Document number: P0893R0
Date: 2018-01-14
Audience: Evolution Working Group
Reply-To: Barry Revzin <barry.revzin@gmail.com>
Herb Sutter <hsutter@microsoft.com>

Chaining Comparisons

Contents

Introduction

The idea of chaining comparisons was first put forth in P0515R0, in section 3.3, reproduced here in its entirety.

C++17 has added fold expressions, which are very useful. However, as Voutilainen and others have reported, fold expressions do not currently work with comparisons. For example:
if (args <...) // not possible with correct semantics in C++17
We can permit two-way comparisons to be chained with the usual pairwise mathematical meaning when the mathematical meaning preserves transitivity (which also always means they have equal precedence). The valid chains are: For example, this:
if (a < b <= c < d)
would be rewritten by the compiler as-if as follows except with single evaluation of b and c:
if ((a < b) && (b <= c) && (c < d)) // but no multiple eval of b and c
To illustrate how the compiler would implement this, here is one valid implementation that would satisfy the requirements including single evaluation, by just defining and invoking a lambda:
if ([](const auto& a, const auto& b, const auto& c, const auto& d)
 { return a<b && b<=c && c<d; } (a,b,c,d))

Chaining support was one alternative suggested by Ville Voutilainen to permit natural use of comparisons in C++17 fold expressions, such as if (args <...).
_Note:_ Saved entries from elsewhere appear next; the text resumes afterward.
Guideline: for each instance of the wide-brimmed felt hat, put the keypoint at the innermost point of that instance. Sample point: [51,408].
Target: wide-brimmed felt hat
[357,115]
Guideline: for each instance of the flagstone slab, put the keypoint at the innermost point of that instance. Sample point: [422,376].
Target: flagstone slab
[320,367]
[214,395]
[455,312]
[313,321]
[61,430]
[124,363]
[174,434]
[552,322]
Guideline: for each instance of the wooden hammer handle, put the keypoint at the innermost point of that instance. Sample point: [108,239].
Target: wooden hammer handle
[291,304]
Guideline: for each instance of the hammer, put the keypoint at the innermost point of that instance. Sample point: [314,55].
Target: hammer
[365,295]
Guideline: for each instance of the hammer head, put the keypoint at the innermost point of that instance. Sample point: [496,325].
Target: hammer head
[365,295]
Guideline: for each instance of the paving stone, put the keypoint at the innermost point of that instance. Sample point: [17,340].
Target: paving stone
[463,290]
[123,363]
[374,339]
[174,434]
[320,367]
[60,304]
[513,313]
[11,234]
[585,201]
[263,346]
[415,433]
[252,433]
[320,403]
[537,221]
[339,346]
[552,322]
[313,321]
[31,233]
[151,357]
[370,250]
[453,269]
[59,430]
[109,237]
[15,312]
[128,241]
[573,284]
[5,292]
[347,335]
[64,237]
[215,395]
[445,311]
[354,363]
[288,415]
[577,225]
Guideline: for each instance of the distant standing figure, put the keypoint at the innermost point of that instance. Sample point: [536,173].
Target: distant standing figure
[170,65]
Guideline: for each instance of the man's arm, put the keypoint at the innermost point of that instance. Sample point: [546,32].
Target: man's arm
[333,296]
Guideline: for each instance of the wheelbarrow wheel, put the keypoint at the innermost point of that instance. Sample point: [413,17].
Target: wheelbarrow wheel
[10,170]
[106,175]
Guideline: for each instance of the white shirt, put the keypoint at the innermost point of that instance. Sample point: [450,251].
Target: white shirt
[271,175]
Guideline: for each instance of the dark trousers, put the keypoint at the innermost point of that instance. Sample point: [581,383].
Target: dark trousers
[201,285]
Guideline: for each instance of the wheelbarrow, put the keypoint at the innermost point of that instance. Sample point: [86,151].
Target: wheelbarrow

However, chaining is also broadly useful throughout people’s code, so instead of baking the feature into fold expressions only, it’s better to provide general-purpose support that can also express concepts like first <= iter < last. Providing general chaining also enables fold expressions as a special case (and with the “transitive” restriction above avoids the design pitfall of just providing chaining “for all comparison fold expressions,” when they should correctly be supported “for all comparison fold expressions except !=” because != is not transitive).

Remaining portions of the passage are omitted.